Several structures represent various 19th or 20th century architectural styles and illustrate how some materials used in construction were not durable and were weeded out as time passed, Morris told a group on a walking tour during the recent Dogwood Trails Celebration.
Instead of just looking at and discussing architectural styles, Morris pointed out how different trends of history and trends across the world have shaped development of downtown.
Palestine is a great city for showing “cultural weathering,” which is what happens to buildings when they are immersed in culture over a period of time because many different time periods are represented downtown, Morris said.
One of the things noticeable about the Carnegie Library, a Richardson Romanesque architectural style building now used for other purposes, is that it’s set off by itself, which makes a statement, Morris said.

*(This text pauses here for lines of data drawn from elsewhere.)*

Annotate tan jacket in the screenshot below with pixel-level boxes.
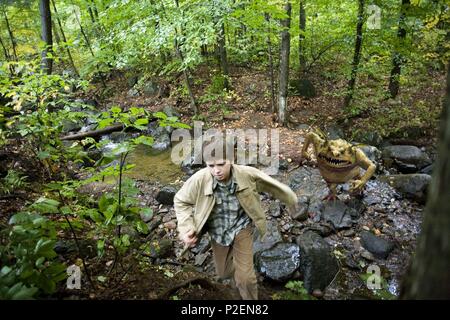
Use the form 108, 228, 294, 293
174, 164, 298, 239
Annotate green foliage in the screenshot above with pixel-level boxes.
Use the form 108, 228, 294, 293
272, 280, 315, 300
360, 272, 396, 300
0, 198, 67, 299
0, 170, 29, 195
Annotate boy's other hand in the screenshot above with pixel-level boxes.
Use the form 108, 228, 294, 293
181, 230, 198, 248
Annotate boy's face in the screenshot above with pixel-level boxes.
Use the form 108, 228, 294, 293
205, 159, 232, 182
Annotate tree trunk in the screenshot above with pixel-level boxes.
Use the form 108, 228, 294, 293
278, 2, 291, 126
3, 9, 18, 61
299, 0, 306, 75
90, 0, 99, 20
388, 0, 410, 99
39, 0, 53, 74
400, 61, 450, 299
0, 35, 10, 61
217, 22, 230, 90
173, 0, 197, 114
265, 13, 276, 113
343, 0, 364, 109
51, 0, 79, 77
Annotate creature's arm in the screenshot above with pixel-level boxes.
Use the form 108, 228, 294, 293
350, 148, 376, 191
301, 132, 324, 161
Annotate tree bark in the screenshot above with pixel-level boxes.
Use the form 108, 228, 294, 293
278, 2, 291, 126
2, 9, 18, 61
400, 61, 450, 299
217, 22, 230, 90
173, 0, 198, 114
343, 0, 364, 109
265, 13, 276, 113
39, 0, 53, 74
388, 0, 410, 99
0, 35, 10, 61
51, 0, 79, 77
299, 0, 306, 75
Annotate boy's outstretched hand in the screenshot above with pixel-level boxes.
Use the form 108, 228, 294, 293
181, 230, 198, 248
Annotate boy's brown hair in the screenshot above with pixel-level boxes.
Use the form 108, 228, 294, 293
202, 134, 236, 163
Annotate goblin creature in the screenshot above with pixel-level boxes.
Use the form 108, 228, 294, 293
301, 132, 376, 200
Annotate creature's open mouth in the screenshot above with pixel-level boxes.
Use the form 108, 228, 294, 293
318, 154, 352, 167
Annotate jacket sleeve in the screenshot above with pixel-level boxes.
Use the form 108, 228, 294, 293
174, 175, 198, 238
253, 168, 298, 206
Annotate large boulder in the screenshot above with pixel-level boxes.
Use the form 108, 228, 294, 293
289, 79, 316, 98
253, 220, 283, 255
255, 242, 301, 282
382, 145, 431, 173
296, 231, 339, 293
288, 167, 329, 201
156, 186, 178, 205
321, 200, 364, 230
379, 174, 431, 203
145, 121, 172, 151
360, 231, 394, 259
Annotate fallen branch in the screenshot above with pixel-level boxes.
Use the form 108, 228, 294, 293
60, 123, 124, 141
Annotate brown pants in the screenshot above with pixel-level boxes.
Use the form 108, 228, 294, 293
210, 225, 258, 300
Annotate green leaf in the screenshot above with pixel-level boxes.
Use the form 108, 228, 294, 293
98, 118, 114, 129
134, 118, 148, 126
37, 151, 51, 159
153, 111, 167, 120
97, 276, 107, 282
140, 207, 153, 220
32, 197, 60, 214
136, 220, 149, 234
111, 106, 122, 114
133, 135, 154, 146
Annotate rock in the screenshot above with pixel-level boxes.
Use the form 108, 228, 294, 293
127, 87, 139, 97
312, 289, 324, 298
194, 253, 208, 266
269, 200, 281, 218
322, 201, 355, 230
379, 174, 431, 203
127, 75, 139, 88
145, 121, 172, 151
142, 80, 160, 96
156, 186, 178, 205
360, 231, 394, 259
353, 131, 383, 147
62, 119, 83, 133
358, 145, 382, 164
278, 159, 289, 171
287, 167, 329, 201
255, 242, 301, 282
419, 164, 433, 175
296, 231, 339, 293
360, 250, 376, 261
289, 196, 308, 221
162, 105, 181, 118
140, 210, 154, 223
289, 79, 316, 98
77, 182, 115, 200
191, 234, 210, 254
253, 220, 283, 255
363, 180, 400, 206
54, 239, 96, 258
146, 239, 173, 259
304, 224, 333, 237
325, 124, 344, 140
147, 216, 162, 233
163, 220, 177, 229
382, 145, 431, 173
342, 229, 355, 237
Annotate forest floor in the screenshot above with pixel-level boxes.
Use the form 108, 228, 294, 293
0, 64, 445, 300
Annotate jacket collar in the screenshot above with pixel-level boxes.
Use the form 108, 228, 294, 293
204, 164, 250, 196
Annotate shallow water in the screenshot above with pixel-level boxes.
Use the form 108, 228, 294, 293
126, 145, 184, 185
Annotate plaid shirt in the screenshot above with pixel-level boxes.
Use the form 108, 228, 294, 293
206, 174, 251, 246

Andrew Carnegie was a generous benefactor and he wanted everyone to know he brought the library to Palestine, Morris said. “It was designed to be a centerpiece on the block on which it exists,” he added.
Sacred Heart Catholic Church also sits on a block in a way to signify it is an important space, Morris said. Galveston architect Nicholas Clayton, one of the most famous 19th century Texas architects, designed it.

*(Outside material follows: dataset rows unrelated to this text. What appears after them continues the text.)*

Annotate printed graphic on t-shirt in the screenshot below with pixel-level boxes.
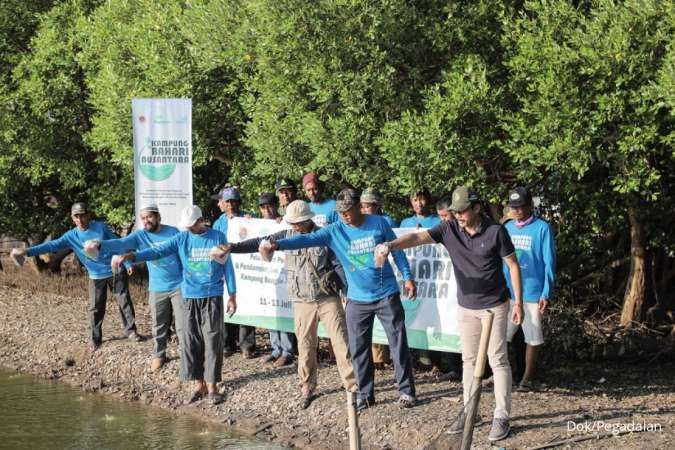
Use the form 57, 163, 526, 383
347, 236, 376, 270
511, 234, 532, 269
186, 247, 212, 281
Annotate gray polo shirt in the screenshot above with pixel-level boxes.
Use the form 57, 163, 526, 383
428, 217, 515, 310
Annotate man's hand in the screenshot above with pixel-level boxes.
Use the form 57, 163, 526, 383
404, 280, 417, 300
112, 252, 134, 271
373, 243, 390, 268
10, 248, 26, 267
539, 298, 549, 314
511, 302, 524, 326
226, 294, 237, 317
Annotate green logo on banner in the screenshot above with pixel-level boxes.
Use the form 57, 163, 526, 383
137, 136, 190, 181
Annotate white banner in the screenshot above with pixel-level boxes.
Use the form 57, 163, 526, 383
132, 98, 193, 228
225, 218, 460, 352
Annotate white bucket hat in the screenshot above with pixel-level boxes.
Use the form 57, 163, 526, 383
179, 205, 203, 229
284, 200, 315, 224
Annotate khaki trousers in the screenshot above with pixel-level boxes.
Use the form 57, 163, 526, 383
458, 300, 512, 420
294, 297, 357, 395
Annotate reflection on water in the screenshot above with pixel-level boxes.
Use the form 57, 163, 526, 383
0, 370, 279, 450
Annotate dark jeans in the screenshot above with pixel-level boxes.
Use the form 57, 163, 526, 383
223, 324, 256, 353
345, 293, 415, 401
88, 272, 137, 345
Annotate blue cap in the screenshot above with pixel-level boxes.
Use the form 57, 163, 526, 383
212, 186, 241, 201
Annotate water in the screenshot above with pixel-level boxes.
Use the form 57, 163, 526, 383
0, 369, 279, 450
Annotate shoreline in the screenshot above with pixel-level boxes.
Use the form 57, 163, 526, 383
0, 284, 673, 449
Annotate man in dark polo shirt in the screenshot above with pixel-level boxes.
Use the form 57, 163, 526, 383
377, 186, 523, 443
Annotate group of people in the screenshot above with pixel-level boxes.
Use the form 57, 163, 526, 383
11, 172, 555, 443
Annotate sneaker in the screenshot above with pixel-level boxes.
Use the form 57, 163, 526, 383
398, 394, 416, 409
446, 411, 482, 435
242, 350, 255, 359
208, 391, 225, 405
150, 357, 165, 371
223, 349, 235, 358
488, 418, 510, 442
263, 354, 277, 364
273, 355, 292, 367
128, 332, 143, 343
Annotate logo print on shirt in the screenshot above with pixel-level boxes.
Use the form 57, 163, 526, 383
347, 236, 376, 270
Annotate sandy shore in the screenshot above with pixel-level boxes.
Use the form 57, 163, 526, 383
0, 280, 673, 449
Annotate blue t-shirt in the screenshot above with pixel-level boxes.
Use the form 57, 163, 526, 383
309, 200, 339, 227
134, 229, 236, 299
399, 214, 441, 229
503, 217, 556, 302
100, 225, 182, 292
27, 220, 128, 279
277, 215, 412, 302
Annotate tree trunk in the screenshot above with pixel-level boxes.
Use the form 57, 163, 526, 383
620, 202, 647, 327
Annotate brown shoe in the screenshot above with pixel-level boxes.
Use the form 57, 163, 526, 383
150, 357, 165, 371
223, 350, 235, 358
263, 354, 277, 364
273, 355, 292, 367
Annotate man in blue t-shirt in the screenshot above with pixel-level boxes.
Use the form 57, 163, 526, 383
212, 186, 256, 358
503, 187, 556, 391
399, 189, 441, 229
302, 171, 339, 226
264, 189, 418, 410
91, 204, 183, 371
13, 202, 141, 352
115, 205, 237, 406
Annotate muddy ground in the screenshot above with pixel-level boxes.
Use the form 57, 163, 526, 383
0, 267, 672, 449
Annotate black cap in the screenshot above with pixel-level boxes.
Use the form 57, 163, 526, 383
258, 192, 277, 206
71, 202, 88, 215
508, 187, 532, 208
275, 178, 296, 192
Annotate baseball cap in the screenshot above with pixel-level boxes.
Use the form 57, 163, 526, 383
449, 186, 479, 212
335, 188, 360, 212
508, 187, 532, 208
360, 188, 380, 205
179, 205, 203, 229
71, 202, 88, 215
211, 186, 241, 201
275, 178, 296, 193
258, 192, 277, 206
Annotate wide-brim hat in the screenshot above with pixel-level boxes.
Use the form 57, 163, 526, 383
283, 200, 315, 224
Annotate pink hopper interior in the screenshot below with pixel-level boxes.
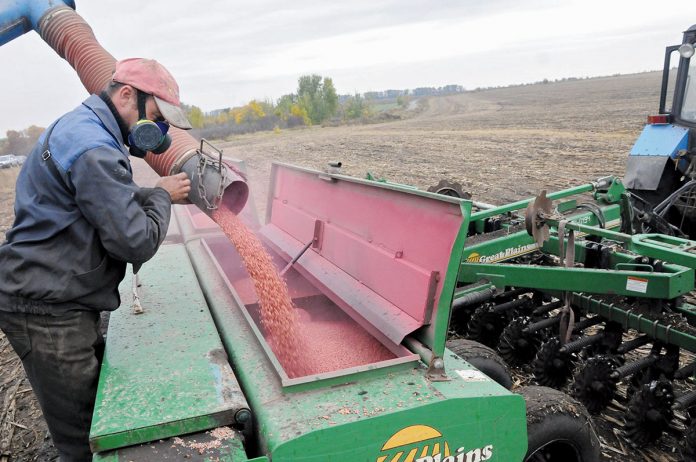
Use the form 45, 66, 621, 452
260, 163, 465, 346
175, 163, 466, 383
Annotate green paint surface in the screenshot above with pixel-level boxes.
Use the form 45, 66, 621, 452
187, 239, 528, 462
90, 244, 248, 453
266, 351, 527, 461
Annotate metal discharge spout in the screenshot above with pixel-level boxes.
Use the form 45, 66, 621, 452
34, 4, 248, 214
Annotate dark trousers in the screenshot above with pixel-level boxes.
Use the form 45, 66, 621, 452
0, 310, 103, 462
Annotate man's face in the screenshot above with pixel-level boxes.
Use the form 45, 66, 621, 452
144, 96, 165, 124
120, 86, 166, 128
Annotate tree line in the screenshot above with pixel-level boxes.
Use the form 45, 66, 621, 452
0, 126, 44, 158
188, 74, 436, 140
189, 74, 345, 140
0, 74, 465, 154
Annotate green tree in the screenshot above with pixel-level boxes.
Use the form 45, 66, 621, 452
274, 94, 296, 120
396, 95, 409, 108
297, 74, 339, 124
321, 77, 338, 121
343, 93, 371, 120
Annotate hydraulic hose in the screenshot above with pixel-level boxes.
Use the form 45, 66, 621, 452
37, 5, 248, 214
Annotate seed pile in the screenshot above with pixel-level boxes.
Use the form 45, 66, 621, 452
170, 427, 238, 457
297, 315, 394, 374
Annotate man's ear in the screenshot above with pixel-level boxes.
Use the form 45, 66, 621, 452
110, 85, 138, 127
114, 85, 135, 110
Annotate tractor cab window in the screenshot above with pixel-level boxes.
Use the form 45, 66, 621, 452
682, 58, 696, 122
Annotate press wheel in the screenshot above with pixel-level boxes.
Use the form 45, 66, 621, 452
572, 355, 620, 414
467, 304, 511, 349
498, 316, 545, 368
533, 337, 576, 388
624, 378, 674, 447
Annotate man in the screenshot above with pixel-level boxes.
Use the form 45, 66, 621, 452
0, 58, 192, 462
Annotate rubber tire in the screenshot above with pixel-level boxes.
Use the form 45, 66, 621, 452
520, 386, 601, 462
447, 338, 513, 389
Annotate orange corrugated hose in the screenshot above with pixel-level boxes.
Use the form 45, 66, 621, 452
39, 5, 200, 176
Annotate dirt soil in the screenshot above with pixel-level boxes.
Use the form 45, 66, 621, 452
222, 72, 656, 219
0, 70, 682, 461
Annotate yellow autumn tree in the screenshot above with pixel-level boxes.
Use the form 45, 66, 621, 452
247, 100, 266, 119
230, 100, 268, 124
187, 106, 205, 129
290, 104, 311, 126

“It’s very refined in terms of architectural detail. This church over the years has changed how it looks from when it was first constructed,” Morris said. “You can see (in it) an architect with a strong sense of proportion and also in the 19th century it was important to show that you understood the history of architecture and culture and you see all that in Sacred Heart Church.”
The C.E. Dilley Building, which now houses the Palestine Chamber of Commerce, shows the use of cast iron on storefronts when it was constructed in 1882. “Detail was important in those days and you could put a lot of detail in casting,” Morris said.
Dilley was an iron maker and operated a steelworks inside the building.
Throughout the years, there was less and less detail and more and more simplified designs, tying into modernism and suburbanization, Morris said.
Different faades of buildings emerged over time as people experienced facades differently through the years, Morris said. People walked along the streets in the 19th century but some storefronts in the 20th century were meant to be driven by, he said.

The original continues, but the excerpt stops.